Modified: mlpack/conf/jenkins-conf/benchmark/util/graph.py
==============================================================================
--- mlpack/conf/jenkins-conf/benchmark/util/graph.py	(original)
+++ mlpack/conf/jenkins-conf/benchmark/util/graph.py	Fri Aug  2 05:34:48 2013
@@ -20,16 +20,22 @@
 import matplotlib
 import matplotlib.pyplot as plt
 
+
+# Use this colors to plot the graph.
+colors = ['#3366CC', '#DC3912', '#FF9900', '#FFFF32', '#109618', '#990099', 
+          '#DD4477', '#AAAA11', '#22AA99']
+
 '''
 Generate a bar chart with the specified informations.
 
+Data structure: list( list ) = [ [] ]
+
 @param header - Contains the names for the x-axis.

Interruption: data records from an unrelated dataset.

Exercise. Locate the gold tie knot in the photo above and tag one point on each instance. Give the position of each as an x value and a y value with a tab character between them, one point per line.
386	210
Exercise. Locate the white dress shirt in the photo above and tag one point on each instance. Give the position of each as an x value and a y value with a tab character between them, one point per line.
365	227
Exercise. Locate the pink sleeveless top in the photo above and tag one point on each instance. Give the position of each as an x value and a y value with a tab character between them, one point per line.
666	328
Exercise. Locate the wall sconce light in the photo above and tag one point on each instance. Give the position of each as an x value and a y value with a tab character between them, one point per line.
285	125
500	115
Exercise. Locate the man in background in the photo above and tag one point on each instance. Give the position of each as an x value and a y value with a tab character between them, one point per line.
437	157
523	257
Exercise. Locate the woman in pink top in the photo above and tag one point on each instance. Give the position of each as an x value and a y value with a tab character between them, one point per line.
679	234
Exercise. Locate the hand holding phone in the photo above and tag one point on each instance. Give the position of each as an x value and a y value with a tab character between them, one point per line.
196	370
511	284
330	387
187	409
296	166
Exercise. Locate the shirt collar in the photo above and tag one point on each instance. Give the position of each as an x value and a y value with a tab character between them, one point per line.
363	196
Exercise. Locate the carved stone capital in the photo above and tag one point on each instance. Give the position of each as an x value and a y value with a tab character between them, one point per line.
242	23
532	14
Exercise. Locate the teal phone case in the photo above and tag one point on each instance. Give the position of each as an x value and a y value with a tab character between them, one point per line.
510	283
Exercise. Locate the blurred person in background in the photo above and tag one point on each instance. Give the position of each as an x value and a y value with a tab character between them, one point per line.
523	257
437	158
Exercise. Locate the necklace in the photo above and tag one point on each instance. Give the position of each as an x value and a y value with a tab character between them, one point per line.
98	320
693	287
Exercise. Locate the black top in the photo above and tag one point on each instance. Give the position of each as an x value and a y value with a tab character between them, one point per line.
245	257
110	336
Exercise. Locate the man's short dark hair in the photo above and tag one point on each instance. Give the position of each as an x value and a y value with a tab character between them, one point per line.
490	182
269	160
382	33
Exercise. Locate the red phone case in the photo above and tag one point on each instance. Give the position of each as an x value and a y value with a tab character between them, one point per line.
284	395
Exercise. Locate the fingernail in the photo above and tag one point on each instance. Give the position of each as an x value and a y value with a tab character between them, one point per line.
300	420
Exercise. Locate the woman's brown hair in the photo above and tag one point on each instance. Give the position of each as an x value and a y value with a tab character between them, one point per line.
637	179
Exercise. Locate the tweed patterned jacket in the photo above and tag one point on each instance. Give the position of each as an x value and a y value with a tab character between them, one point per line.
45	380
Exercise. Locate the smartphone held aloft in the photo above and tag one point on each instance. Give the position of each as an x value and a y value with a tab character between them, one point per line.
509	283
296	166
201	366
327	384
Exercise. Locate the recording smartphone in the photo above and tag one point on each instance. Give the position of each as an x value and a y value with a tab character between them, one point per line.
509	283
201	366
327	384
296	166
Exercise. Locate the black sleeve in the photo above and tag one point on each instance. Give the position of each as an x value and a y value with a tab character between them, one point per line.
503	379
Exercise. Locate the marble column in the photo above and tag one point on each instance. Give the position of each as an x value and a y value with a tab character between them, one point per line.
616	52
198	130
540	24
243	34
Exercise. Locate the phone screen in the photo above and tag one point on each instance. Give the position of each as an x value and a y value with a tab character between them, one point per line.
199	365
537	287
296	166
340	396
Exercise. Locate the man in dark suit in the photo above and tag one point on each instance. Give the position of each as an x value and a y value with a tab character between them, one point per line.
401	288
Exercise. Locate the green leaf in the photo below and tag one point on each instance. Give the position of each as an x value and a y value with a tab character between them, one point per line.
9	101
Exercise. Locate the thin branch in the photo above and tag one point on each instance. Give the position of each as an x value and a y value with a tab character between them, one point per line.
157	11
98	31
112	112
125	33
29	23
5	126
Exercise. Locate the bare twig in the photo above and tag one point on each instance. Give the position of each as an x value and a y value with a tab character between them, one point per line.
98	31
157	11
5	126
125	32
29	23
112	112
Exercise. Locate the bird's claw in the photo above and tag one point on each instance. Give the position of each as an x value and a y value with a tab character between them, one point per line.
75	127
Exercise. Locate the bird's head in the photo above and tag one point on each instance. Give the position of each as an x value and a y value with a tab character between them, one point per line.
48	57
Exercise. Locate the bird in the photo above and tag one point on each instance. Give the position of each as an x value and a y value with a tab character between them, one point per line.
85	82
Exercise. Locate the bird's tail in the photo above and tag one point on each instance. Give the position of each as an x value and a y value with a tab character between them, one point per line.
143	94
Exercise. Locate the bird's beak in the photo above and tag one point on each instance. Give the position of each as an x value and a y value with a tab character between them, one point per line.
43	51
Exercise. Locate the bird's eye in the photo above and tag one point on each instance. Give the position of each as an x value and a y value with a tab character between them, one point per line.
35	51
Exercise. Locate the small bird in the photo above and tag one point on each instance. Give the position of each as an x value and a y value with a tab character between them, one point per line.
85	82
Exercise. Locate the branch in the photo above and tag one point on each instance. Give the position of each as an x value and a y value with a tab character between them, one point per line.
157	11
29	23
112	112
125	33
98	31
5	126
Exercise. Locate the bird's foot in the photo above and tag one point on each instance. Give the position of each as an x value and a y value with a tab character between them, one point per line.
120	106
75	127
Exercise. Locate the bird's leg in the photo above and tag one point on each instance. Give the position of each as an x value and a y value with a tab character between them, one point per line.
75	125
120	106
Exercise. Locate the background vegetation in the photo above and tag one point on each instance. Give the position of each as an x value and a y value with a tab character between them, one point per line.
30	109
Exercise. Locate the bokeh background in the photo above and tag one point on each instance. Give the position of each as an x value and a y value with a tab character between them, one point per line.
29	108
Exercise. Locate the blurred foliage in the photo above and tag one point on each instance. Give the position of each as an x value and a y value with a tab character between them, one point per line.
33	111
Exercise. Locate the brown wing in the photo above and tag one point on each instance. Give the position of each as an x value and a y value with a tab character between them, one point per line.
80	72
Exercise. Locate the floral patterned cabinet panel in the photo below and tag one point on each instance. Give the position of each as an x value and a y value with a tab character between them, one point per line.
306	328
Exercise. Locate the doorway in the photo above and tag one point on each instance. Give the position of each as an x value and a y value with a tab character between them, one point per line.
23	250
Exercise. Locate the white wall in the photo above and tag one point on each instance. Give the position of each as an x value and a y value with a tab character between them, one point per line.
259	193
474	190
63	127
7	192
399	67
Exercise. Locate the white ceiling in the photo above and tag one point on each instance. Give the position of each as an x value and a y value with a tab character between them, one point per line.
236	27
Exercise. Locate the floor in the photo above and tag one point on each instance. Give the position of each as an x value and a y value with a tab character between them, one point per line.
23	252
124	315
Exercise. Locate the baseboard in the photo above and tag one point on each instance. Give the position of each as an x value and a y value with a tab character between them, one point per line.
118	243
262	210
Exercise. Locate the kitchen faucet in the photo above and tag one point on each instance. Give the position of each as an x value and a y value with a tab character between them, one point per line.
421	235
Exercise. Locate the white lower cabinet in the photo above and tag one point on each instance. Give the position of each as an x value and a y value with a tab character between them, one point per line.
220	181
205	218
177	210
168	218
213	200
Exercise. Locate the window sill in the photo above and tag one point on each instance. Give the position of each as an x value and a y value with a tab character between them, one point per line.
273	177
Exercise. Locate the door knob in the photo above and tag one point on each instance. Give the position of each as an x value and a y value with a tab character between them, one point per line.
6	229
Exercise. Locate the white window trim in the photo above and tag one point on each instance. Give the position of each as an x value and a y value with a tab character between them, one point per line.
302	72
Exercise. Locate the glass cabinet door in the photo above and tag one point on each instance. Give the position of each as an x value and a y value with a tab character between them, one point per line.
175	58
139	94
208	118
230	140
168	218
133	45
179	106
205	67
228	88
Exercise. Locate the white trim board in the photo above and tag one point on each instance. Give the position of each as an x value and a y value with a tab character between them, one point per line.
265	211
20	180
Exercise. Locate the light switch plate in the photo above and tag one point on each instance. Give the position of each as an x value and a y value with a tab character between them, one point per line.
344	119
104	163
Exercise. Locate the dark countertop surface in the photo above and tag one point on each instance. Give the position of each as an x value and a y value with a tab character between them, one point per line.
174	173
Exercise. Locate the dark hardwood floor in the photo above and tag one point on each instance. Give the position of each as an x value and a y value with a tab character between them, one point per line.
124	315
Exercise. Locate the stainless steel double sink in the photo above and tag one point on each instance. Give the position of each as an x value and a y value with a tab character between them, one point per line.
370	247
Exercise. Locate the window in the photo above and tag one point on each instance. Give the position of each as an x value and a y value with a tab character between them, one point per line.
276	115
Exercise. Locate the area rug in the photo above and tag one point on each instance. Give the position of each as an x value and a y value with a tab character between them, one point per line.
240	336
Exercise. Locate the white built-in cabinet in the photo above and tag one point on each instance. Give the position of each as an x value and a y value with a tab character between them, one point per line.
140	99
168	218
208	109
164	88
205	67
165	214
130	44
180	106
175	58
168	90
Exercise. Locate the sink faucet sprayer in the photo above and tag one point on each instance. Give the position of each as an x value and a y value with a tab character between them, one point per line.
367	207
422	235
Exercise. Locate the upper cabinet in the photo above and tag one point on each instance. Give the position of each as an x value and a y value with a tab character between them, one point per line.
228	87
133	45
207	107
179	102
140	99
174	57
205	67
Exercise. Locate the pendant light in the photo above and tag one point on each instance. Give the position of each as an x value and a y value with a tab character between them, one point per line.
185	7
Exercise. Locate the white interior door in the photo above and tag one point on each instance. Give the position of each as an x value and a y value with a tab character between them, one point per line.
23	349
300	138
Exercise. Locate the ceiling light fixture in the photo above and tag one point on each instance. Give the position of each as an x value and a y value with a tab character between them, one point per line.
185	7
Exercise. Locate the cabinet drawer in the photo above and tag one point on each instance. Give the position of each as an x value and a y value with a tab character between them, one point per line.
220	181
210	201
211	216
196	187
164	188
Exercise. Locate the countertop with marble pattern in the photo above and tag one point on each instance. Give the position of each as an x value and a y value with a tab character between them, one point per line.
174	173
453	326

 @param data - Contains the values for the chart.
- at param name - Contains the name for the chart.
+ at param chartName - Contains the name for the chart.
 '''
-def GenerateBarChart(header, data, name):
+def GenerateBarChart(header, data, chartName):
   # Bar chart settings.
-  colors = ['#3366CC', '#DC3912', '#FF9900', '#FFFF32', '#109618', '#990099', '#DD4477']
   barWidth = 0.25
   opacity = 0.8
   fill = True
@@ -39,7 +45,8 @@
 
   # Create figure and set the color.
   matplotlib.rc('axes', facecolor=backgroundColor)
-  fig = plt.figure(figsize=(windowWidth, windowHeight), facecolor=backgroundColor)

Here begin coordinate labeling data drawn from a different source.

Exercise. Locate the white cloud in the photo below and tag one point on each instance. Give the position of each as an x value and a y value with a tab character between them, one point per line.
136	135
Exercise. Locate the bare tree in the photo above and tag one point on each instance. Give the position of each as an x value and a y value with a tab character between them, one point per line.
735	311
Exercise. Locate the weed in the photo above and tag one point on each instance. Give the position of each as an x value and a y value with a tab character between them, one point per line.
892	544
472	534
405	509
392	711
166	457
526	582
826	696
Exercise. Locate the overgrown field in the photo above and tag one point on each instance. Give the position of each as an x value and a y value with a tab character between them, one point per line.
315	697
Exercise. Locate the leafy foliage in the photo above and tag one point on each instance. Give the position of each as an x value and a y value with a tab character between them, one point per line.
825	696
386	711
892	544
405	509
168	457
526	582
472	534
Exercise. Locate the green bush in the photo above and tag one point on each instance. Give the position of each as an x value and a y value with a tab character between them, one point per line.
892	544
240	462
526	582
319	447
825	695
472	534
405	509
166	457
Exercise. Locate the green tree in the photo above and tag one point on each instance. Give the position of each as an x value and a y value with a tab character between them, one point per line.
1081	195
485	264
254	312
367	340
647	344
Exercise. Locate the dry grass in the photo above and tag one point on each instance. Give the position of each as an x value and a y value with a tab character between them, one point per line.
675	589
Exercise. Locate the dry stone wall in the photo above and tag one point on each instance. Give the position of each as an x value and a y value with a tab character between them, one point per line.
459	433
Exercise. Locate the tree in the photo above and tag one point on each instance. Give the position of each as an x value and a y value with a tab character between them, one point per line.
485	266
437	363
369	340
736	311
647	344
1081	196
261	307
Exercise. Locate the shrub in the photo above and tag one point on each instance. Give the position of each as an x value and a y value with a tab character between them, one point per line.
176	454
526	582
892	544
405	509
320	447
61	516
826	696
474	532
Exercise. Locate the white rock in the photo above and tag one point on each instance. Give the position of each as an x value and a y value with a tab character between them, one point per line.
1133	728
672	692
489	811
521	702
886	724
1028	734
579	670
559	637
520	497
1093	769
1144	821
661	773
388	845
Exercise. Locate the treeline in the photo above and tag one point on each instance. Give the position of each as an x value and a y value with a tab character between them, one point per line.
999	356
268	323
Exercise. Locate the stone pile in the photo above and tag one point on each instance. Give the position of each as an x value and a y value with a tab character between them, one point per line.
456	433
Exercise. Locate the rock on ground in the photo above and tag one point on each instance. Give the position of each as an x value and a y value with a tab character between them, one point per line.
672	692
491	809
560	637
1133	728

+  fig = plt.figure(figsize=(windowWidth, windowHeight), 
+      facecolor=backgroundColor)
   ax = plt.subplot(1,1,1)
 
   # Bar and legend position.
@@ -54,27 +61,96 @@
     values = [float(x) if isFloat(x) else 0 for x in values]
 
     # Get the bar chart position for the dataset.
-    barIndex = [barIndex[j] + barWidth if x != 0 and i != 0 else barIndex[j] for j, x in enumerate(values)]
+    barIndex = [barIndex[j] + barWidth if x != 0 and i != 0 else barIndex[j] 
+        for j, x in enumerate(values)]
 
     # Plot the bar chart with the defined setting.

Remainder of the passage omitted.